If the inequality (6x - 5)/(4x + 1) < 0 exists over a set R of real numbers, then x∈

Question

If the inequality \(\frac{6x-5}{4x+1}\) < 0 exists over a set R of real numbers, then x∈

(a) \(\big(\frac14,\frac56\big)\)

(b) \(\big(-∞,\frac14\big)∪\big(\frac56,∞\big)\)

(c) \(\big(-\frac14,\frac56\big)\)

(d) \(\big(\frac56,∞\big)\)

Answer 1

(c) \(\big(-\frac14,\frac56\big)\)

 \(\frac{6x-5}{4x+1}\) < 0 on putting (6x – 5) and (4x + 1) equal to zero, we get the critical points as  \(x=\frac56\) and \(x=-\frac14\).

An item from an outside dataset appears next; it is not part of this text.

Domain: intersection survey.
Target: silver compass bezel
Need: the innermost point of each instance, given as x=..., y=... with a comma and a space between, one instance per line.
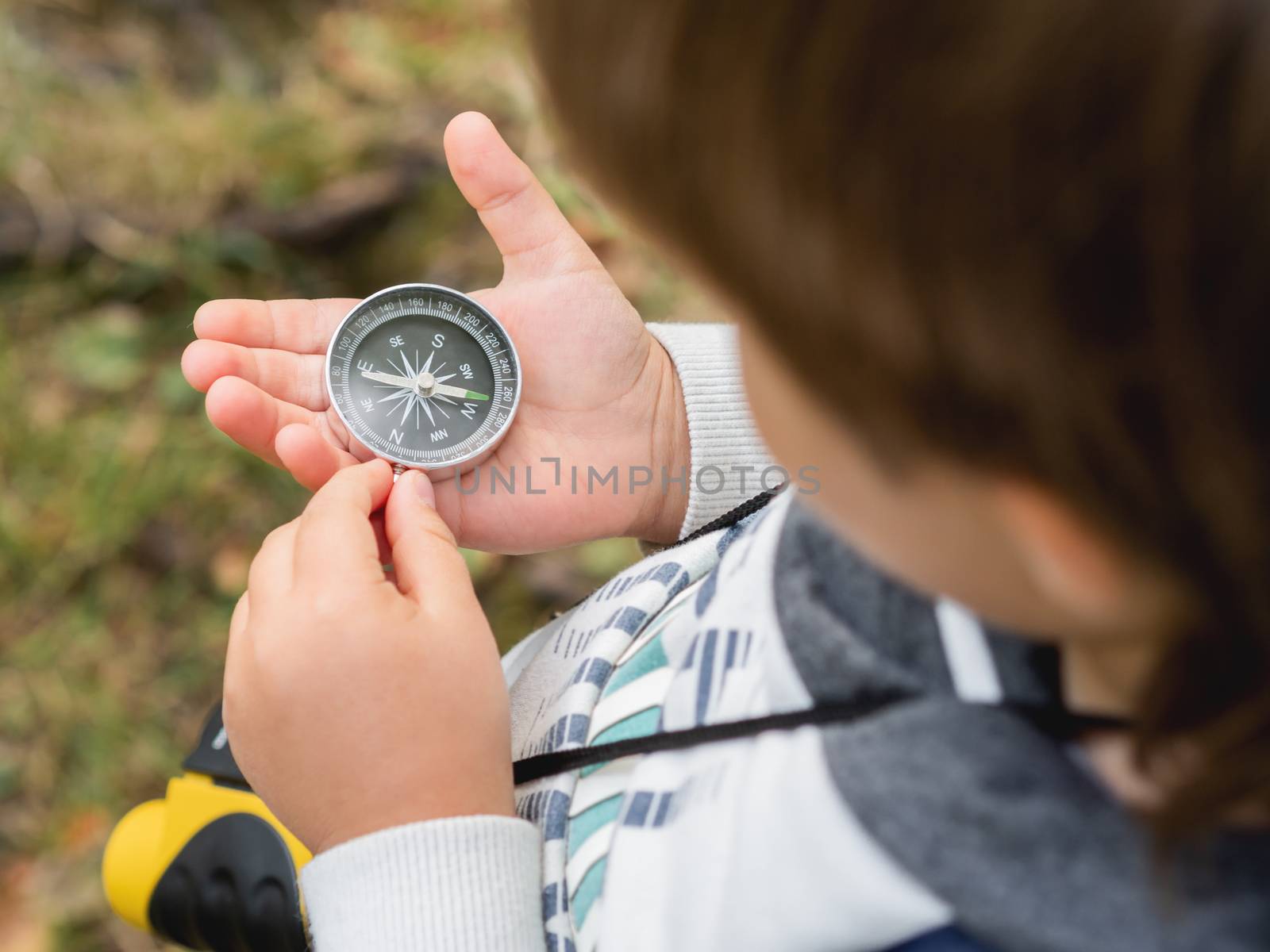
x=484, y=450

On the real number line they can be shown as:

• When \(x<-\frac14\), both numerator and denominator of the expression \(\frac{6x-5}{4x+1}\) are negative making the expression positive. 

• When \(x\) lies between \(-\frac14\) and \(\frac56,\) the expression \(\frac{6x-5}{4x+1}\) becomes negative, hence less than zero.

• When \(x>\frac56\), both (6x – 5) and (4x + 1) are positive, making the expression \(\frac{6x-5}{4x+1}\) positive and hence greater than zero.

∴ For \(\frac{6x-5}{4x+1}\) < 0, \(x\) ∈ \(\big(-\frac14,\frac56\big)\).